Le projet? La nouvelle église, si elle sera d’abord un lieu de prière et de célébration, sera aussi un lieu de vie et de rencontre avec les chrétiens des autres confessions présents dans la région; enfin, un centre d’activités culturelles et sociales. En forme de cône tronqué et orientée suivant l’axe est-ouest vers le Levant, elle rappellera les églises paléochrétiennes. Et elle conjuguera le béton, l’acier, le bois et le verre. «Nous avons voulu créer un lieu de recueillement rassembleur, chaleureux et facilitant une forme de communion. Par définition, le cercle est englobant, inclusif et sécurisant», relève l’architecte, Flavio Boscardin. Le matériau et la couleur des façades restent à définir – les paroissiens seront consultés à ce sujet –, mais l’intérieur sera en bois.

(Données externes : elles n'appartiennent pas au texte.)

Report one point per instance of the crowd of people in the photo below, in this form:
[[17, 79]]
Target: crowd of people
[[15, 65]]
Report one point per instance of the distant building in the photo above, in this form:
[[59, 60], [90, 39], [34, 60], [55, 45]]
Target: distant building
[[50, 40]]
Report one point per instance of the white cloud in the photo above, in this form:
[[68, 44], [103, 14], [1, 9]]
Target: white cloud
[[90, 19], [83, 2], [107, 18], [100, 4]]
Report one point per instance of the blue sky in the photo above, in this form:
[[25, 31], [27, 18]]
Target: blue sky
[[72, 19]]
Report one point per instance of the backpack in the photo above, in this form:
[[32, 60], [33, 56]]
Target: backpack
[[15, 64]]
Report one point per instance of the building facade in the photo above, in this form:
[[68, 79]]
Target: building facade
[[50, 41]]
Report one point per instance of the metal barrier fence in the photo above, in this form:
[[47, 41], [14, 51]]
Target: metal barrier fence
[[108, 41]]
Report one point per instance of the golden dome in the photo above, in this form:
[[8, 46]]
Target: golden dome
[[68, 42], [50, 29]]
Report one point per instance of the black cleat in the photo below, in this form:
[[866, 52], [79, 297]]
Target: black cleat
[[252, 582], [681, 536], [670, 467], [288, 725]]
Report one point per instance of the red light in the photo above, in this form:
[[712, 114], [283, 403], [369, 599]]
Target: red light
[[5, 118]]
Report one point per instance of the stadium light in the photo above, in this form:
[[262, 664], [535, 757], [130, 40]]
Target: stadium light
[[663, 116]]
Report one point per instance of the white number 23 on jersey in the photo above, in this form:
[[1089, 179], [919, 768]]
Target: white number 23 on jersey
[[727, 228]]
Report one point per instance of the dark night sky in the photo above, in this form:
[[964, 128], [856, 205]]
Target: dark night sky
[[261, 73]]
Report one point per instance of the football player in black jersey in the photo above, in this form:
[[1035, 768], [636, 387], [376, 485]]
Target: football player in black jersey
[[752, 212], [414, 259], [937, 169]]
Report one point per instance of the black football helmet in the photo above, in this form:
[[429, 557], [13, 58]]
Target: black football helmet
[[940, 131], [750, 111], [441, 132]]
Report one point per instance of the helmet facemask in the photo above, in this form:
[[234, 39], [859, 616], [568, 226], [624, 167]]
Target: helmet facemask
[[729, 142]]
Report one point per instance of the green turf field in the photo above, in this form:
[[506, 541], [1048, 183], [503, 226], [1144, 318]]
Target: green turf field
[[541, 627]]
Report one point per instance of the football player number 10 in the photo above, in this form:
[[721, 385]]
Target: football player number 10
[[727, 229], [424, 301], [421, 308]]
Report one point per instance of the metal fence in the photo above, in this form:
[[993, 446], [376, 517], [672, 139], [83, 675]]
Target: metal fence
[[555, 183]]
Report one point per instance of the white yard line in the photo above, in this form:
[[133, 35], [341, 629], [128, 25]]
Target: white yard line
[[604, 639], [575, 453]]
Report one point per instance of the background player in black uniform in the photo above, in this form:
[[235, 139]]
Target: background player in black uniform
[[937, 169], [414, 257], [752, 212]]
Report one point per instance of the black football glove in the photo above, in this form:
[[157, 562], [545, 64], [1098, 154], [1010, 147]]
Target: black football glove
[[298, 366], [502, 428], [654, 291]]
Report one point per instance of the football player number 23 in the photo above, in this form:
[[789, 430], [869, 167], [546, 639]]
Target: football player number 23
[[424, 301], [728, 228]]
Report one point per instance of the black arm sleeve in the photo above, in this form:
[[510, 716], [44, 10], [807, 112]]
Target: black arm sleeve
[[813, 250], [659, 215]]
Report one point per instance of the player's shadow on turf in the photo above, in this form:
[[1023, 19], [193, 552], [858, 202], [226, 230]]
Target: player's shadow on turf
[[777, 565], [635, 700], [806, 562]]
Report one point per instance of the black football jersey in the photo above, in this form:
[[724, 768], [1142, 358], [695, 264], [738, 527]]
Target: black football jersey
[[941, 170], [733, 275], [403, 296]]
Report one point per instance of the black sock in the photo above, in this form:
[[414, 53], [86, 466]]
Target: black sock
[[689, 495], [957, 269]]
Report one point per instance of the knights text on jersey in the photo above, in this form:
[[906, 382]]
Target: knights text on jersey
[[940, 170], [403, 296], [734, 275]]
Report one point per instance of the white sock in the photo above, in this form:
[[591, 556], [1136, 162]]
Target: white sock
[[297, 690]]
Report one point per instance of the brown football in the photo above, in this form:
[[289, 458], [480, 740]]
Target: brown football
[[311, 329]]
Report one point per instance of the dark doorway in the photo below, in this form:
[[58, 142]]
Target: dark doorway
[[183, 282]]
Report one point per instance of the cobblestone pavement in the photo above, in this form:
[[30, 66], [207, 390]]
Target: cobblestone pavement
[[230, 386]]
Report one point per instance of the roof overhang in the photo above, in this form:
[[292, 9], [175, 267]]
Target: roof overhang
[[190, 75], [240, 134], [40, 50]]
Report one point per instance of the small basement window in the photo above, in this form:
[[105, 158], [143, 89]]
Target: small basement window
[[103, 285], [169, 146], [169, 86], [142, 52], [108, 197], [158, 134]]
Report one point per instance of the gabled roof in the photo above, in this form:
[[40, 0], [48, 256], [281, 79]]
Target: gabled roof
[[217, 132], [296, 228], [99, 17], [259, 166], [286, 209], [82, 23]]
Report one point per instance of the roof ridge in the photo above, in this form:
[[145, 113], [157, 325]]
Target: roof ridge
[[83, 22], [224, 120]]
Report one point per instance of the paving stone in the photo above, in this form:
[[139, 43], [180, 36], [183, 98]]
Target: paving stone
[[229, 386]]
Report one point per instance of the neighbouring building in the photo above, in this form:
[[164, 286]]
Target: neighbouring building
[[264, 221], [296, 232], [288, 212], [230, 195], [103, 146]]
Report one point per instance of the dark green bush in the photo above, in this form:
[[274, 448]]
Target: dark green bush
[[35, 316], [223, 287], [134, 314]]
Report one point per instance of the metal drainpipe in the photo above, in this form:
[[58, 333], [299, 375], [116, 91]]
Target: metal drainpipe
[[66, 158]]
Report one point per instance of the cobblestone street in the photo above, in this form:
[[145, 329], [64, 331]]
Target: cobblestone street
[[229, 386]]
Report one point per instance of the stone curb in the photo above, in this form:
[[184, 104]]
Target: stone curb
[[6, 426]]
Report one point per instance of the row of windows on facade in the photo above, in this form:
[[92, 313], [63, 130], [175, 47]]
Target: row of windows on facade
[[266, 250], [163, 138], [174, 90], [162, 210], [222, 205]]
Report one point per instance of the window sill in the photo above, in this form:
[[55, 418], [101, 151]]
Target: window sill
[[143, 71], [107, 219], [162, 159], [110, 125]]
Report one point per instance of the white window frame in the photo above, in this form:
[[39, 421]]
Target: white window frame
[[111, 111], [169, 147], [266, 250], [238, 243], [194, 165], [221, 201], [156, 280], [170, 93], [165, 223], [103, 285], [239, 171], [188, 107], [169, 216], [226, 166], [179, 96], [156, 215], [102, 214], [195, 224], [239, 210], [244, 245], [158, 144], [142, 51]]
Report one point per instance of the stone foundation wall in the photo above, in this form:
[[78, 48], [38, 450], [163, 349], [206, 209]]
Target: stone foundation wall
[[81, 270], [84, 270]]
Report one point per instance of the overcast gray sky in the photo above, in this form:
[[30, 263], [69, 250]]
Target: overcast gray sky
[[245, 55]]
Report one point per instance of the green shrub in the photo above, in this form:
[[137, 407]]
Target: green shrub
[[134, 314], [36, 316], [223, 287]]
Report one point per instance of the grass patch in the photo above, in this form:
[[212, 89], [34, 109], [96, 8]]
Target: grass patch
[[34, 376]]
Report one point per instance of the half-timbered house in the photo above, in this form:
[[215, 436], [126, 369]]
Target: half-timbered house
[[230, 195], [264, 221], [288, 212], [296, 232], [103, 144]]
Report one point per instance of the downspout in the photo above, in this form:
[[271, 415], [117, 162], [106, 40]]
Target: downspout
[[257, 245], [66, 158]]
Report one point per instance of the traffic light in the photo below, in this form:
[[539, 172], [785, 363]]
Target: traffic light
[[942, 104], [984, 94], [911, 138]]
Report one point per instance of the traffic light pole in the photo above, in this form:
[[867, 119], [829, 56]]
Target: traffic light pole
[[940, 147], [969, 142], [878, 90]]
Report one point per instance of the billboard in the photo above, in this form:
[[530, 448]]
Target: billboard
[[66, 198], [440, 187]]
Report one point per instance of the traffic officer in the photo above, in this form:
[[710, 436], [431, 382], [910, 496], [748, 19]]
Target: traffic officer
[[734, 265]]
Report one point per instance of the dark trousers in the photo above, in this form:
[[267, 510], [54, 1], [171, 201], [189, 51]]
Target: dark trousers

Les architectes ont ménagé deux accès: le parvis sud, l’accès principal, permettra, par une légère déclivité, d’atteindre une salle polyvalente divisible et trois salles de réunion semi-enterrées; par le parvis nord, on entrera dans l’église de plain-pied à travers un narthex. Le bâtiment bénéficiera de lumière naturelle avec un interstice entre le cône et la toiture. Une toiture qui devrait être recouverte de 55 panneaux photovoltaïques sur une surface de 90m2 pour un coût de 90’000 francs. Reste l’aménagement intérieur. Une commission s’est mise au travail avec l’abbé Jean-Claude Dunand, curé modérateur et membre du comité de pilotage, pour réfléchir à un mobilier liturgique sobre, en accord avec les lignes épurées de la nouvelle église. Le projet a pris visage en ce 25 juin, mais il faut en affiner les traits au service d’une communauté heureuse de se retrouver bientôt dans de nouveaux murs. 

 

Tous mobilisés

Le rêve est à portée de main. Ou presque. Car construire une église a un coût. La recherche de fonds, qui constitue une part importante du travail du comité de pilotage, a commencé en février 2016. La communauté de Gland-Vich-Coinsins, qui compte près de 5’000 fidèles, a obtenu 850’000 francs de la part des trois communes et un prêt sans intérêt d’un million de francs de la Fédération ecclésiastique catholique romaine du canton de Vaud (FEDEC). S’y sont joints des donateurs privés. et les paroissiens de l’Unité pastorale Nyon-Terre Sainte se sont mobilisés dès le début, sachant que chaque don compte: concerts, repas de soutien, brocante. Sans oublier le vin de la chapelle: pendant six ans, la vigne adjacente a donné du rouge et du blanc vendu au profit de la nouvelle église. elle a été arrachée en automne dernier pour faire place nette. il reste 1,4 million à trouver. L’assemblée générale de la paroisse de Nyon, pour sa part, a accordé en décembre un crédit de 4,35 millions de francs pour le coût total de la construction.